Antonin Goulard s’empressa de dépêcher le domestique de madame Marion au Mulet, en lui donnant un ordre pour Julien.

— Mon Dieu ! que fait l’âge d’un mari ? dit mademoiselle Herbelot.

— Pourvu qu’on en ait un, ajouta le substitut qui se faisait redouter par sa méchanceté froide et ses railleries.

— Mais, répliqua la vieille fille, en sentant l’épigramme, j’aimerais mieux un homme de cinquante ans, indulgent et bon, plein d’attention pour sa femme, qu’un jeune homme de vingt et quelques années qui serait sans cœur, dont l’esprit mordrait tout le monde, même sa femme.

— Ceci, dit Olivier Vinet, est bon pour la conversation, car pour aimer mieux un quinquagénaire qu’un adulte, il faut les avoir à choisir.

— Oh ! dit madame Mollot pour arrêter cette lutte de la vieille fille et du jeune Vinet qui allait toujours trop loin : quand une femme a l’expérience de la vie, elle sait qu’un mari de cinquante ans ou de vingt-cinq ans, c’est absolument la même chose quand il n’est qu’estimé… L’important dans le mariage, c’est les convenances qu’on y cherche. Si mademoiselle Beauvisage veut aller à Paris, y faire figure, et à sa place je penserais ainsi, je ne prendrais certainement pas mon mari dans la ville d’Arcis… Si j’avais eu la fortune qu’elle aura, j’aurais très-bien accordé ma main à un comte, à un homme qui m’aurait mise dans une haute position sociale, et je n’aurais pas demandé à voir son extrait de naissance.
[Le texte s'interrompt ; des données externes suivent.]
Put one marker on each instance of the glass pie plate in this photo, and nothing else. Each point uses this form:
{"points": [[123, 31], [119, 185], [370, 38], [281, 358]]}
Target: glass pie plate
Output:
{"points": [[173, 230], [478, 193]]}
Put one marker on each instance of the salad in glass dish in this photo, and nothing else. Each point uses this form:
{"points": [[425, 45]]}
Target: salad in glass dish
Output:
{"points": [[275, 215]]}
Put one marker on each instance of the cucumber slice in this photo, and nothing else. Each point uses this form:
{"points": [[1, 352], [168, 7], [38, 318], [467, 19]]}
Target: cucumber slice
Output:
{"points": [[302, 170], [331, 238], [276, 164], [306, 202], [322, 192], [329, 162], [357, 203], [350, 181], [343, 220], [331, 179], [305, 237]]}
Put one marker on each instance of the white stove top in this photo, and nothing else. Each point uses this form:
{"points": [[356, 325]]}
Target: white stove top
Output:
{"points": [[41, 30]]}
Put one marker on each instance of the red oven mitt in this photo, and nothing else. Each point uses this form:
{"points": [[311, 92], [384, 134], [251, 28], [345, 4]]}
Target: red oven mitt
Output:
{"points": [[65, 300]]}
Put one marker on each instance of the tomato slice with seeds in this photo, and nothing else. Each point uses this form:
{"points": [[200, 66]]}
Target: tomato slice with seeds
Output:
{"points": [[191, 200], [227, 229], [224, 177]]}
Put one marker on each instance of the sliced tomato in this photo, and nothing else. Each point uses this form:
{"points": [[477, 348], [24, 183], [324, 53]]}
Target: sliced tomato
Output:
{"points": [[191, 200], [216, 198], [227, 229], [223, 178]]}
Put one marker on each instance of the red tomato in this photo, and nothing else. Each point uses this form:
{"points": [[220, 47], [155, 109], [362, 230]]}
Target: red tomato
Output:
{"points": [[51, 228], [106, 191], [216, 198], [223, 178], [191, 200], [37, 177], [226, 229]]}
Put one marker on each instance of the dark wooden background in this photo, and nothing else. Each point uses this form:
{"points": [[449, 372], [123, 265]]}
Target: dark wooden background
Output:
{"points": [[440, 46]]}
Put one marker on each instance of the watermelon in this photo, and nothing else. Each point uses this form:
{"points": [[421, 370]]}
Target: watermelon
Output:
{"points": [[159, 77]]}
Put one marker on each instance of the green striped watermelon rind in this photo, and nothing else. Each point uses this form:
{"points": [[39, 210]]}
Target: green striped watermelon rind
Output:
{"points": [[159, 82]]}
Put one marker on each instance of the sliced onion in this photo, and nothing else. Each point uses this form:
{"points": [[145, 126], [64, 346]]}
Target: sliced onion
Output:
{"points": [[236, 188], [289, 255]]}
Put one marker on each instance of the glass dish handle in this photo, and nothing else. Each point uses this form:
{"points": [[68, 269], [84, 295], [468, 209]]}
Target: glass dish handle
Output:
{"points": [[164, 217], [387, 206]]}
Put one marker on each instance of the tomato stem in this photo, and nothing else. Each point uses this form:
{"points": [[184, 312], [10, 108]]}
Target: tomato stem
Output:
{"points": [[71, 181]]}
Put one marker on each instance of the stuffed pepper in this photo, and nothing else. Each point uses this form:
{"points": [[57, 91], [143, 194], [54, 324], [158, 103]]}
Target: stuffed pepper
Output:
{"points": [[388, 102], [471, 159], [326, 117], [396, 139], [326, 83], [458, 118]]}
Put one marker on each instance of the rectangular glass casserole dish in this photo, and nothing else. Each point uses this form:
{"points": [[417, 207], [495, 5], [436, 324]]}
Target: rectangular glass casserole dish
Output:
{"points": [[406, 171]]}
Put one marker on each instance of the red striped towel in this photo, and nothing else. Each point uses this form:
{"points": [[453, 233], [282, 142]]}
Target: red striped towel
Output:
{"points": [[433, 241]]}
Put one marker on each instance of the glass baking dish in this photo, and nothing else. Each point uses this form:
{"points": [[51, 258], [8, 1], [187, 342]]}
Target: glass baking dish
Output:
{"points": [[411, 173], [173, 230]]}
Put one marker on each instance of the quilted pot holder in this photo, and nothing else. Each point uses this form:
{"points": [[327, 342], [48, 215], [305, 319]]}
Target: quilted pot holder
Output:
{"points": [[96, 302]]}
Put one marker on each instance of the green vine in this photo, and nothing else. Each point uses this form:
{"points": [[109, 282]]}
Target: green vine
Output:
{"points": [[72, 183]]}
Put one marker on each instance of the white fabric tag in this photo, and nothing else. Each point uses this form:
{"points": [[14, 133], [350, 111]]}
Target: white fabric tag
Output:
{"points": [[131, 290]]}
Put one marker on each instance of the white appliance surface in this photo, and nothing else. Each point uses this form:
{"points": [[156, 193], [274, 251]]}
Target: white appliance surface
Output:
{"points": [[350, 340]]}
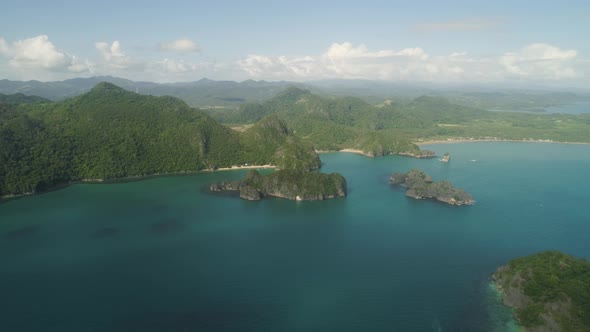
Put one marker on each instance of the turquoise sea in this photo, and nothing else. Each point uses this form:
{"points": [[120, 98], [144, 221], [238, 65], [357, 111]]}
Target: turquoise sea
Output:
{"points": [[163, 254]]}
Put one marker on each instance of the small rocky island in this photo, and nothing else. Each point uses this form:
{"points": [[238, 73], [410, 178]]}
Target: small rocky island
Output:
{"points": [[289, 184], [549, 291], [420, 186], [420, 154]]}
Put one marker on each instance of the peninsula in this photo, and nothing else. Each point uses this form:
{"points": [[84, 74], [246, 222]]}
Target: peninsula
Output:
{"points": [[549, 291], [289, 184], [420, 186]]}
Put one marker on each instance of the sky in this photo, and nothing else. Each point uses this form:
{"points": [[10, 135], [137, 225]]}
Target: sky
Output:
{"points": [[399, 41]]}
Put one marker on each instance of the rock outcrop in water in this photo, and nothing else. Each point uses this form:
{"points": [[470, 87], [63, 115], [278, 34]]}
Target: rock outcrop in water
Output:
{"points": [[420, 186], [421, 154], [289, 184], [549, 291]]}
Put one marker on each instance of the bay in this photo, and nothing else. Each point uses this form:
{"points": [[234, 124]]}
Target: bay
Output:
{"points": [[164, 254]]}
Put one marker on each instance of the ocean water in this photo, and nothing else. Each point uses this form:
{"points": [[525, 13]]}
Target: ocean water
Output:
{"points": [[163, 254]]}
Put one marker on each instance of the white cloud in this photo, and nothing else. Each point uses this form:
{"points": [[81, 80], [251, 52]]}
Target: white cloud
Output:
{"points": [[180, 45], [346, 61], [541, 61], [40, 53], [178, 66], [469, 24], [113, 55]]}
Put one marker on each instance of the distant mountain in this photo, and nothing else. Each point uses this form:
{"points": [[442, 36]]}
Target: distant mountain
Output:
{"points": [[109, 133], [19, 98], [210, 94], [204, 93]]}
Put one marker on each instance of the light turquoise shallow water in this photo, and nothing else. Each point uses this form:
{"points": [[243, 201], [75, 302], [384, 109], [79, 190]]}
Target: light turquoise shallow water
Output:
{"points": [[165, 255]]}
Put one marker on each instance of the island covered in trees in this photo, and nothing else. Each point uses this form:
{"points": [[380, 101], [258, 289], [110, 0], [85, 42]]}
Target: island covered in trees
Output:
{"points": [[289, 184], [549, 291], [420, 186]]}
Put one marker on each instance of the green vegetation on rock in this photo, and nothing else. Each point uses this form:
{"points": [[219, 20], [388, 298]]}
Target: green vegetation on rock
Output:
{"points": [[111, 133], [420, 186], [550, 291], [289, 184]]}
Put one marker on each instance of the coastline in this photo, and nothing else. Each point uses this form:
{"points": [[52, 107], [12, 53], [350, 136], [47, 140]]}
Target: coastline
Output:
{"points": [[7, 198], [475, 140], [232, 168]]}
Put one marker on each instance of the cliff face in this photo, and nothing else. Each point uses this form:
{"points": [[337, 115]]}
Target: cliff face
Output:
{"points": [[421, 186], [293, 185], [549, 291]]}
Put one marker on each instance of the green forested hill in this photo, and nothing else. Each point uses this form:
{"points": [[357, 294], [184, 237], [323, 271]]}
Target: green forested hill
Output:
{"points": [[550, 291], [112, 133], [347, 122]]}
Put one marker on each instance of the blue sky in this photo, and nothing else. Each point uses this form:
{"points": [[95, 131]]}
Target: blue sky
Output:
{"points": [[440, 41]]}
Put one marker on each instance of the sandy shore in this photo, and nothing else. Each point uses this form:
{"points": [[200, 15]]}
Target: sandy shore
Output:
{"points": [[468, 140], [343, 150]]}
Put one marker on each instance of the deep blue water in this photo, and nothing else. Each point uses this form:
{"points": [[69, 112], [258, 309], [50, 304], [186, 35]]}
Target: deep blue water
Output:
{"points": [[163, 254]]}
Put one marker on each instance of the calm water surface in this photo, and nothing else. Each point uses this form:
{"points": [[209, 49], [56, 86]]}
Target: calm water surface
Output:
{"points": [[165, 255]]}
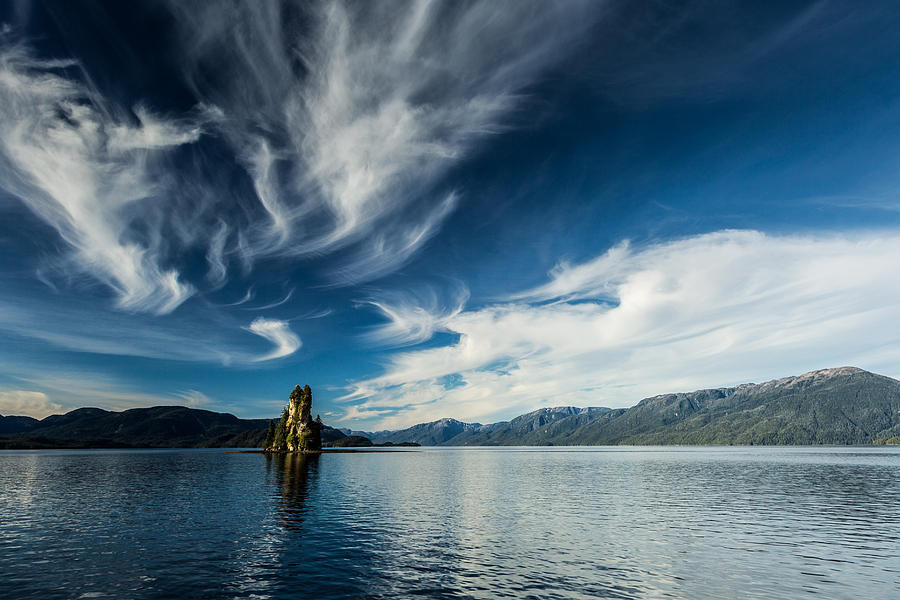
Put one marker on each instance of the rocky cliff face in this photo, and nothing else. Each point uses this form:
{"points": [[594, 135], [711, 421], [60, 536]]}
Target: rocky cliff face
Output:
{"points": [[297, 431], [303, 433]]}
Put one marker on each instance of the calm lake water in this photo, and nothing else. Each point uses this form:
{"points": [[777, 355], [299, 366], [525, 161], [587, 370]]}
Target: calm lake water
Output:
{"points": [[689, 523]]}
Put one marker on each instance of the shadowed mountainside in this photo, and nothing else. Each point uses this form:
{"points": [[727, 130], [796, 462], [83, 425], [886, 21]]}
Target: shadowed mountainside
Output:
{"points": [[156, 427], [831, 406]]}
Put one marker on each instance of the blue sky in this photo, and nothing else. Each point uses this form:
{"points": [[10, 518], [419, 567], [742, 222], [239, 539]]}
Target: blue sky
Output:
{"points": [[430, 209]]}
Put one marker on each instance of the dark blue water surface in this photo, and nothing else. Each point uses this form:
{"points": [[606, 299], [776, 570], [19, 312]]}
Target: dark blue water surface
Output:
{"points": [[689, 523]]}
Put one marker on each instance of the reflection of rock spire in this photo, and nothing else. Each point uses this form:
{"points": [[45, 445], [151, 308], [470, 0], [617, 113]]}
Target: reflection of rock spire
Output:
{"points": [[297, 431], [294, 475]]}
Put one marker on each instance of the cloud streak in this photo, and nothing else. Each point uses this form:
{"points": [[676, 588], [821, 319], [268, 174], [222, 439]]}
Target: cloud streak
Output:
{"points": [[85, 168], [347, 117], [715, 309], [279, 333]]}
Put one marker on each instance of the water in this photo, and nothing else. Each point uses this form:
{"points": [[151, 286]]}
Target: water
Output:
{"points": [[689, 523]]}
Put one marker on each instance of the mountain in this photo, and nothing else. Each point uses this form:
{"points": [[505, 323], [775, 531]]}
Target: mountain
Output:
{"points": [[845, 405], [156, 427], [832, 406], [436, 433], [16, 424]]}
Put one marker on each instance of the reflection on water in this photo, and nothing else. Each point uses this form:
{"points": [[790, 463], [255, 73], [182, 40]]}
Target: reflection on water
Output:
{"points": [[294, 474], [452, 523]]}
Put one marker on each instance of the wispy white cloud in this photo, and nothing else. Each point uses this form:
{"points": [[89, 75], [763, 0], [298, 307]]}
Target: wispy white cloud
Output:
{"points": [[347, 116], [710, 310], [414, 318], [84, 167], [279, 333]]}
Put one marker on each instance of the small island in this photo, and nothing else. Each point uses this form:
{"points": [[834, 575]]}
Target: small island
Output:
{"points": [[296, 431]]}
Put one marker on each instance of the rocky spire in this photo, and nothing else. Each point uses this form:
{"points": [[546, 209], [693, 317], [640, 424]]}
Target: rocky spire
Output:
{"points": [[297, 431], [303, 433]]}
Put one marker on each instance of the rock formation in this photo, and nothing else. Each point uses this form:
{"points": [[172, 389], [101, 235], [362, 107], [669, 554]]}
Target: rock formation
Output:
{"points": [[296, 431]]}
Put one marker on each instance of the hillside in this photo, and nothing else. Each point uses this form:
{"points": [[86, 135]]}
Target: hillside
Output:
{"points": [[831, 406], [156, 427]]}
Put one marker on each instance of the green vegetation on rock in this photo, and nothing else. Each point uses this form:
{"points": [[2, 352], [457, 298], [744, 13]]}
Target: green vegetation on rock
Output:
{"points": [[297, 431]]}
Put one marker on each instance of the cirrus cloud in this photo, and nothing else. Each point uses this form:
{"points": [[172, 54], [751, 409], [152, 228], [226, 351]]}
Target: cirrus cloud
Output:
{"points": [[715, 309]]}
— Il vous eût suffi de le voir à sa toilette, dit tout bas Vinet à madame Mollot.

— Mais le roi fait des comtes, madame ! vint dire madame Marion qui depuis un moment surveillait le cercle des jeunes filles.

— Ah ! madame, répliqua Vinet, il y a des jeunes filles qui aiment les comtes faits…

— Eh bien ! monsieur Antonin, dit alors Cécile en riant du sarcasme d’Olivier Vinet, nos dix minutes sont passées, et nous ne savons pas si l’inconnu est comte.

— Le gouvernement doit être infaillible ! dit Olivier Vinet en regardant Antonin.

— Je vais tenir ma promesse, répliqua le sous-préfet en voyant apparaître à la porte du salon la tête de son domestique.

Et il quitta de nouveau sa place près de Cécile.

— Vous parlez de l’étranger, dit madame Marion. Sait-on quelque chose sur lui ?

— Non, madame, répondit Achille Pigoult ; mais il est, sans le savoir, comme un athlète dans un cirque, le centre des regards de deux mille habitants. Moi, je sais quelque chose, ajouta le petit notaire.

— Ah ! dites, monsieur Achille ? demanda vivement Ernestine.

— Son domestique s’appelle Paradis !…

— Paradis, s’écria mademoiselle Herbelot.

— Paradis ! ripostèrent toutes les personnes qui formaient le cercle.

— Peut-on s’appeler Paradis ? demanda madame Herbelot en venant prendre place à côté de sa belle-sœur.

— Cela tend, reprit le petit notaire, à prouver que son maître est un ange, car lorsque son domestique le suit… vous comprenez…

— C’est le chemin du Paradis ! Il est très-joli, celui-là, dit madame Marion qui tenait à mettre Achille Pigoult dans les intérêts de son neveu.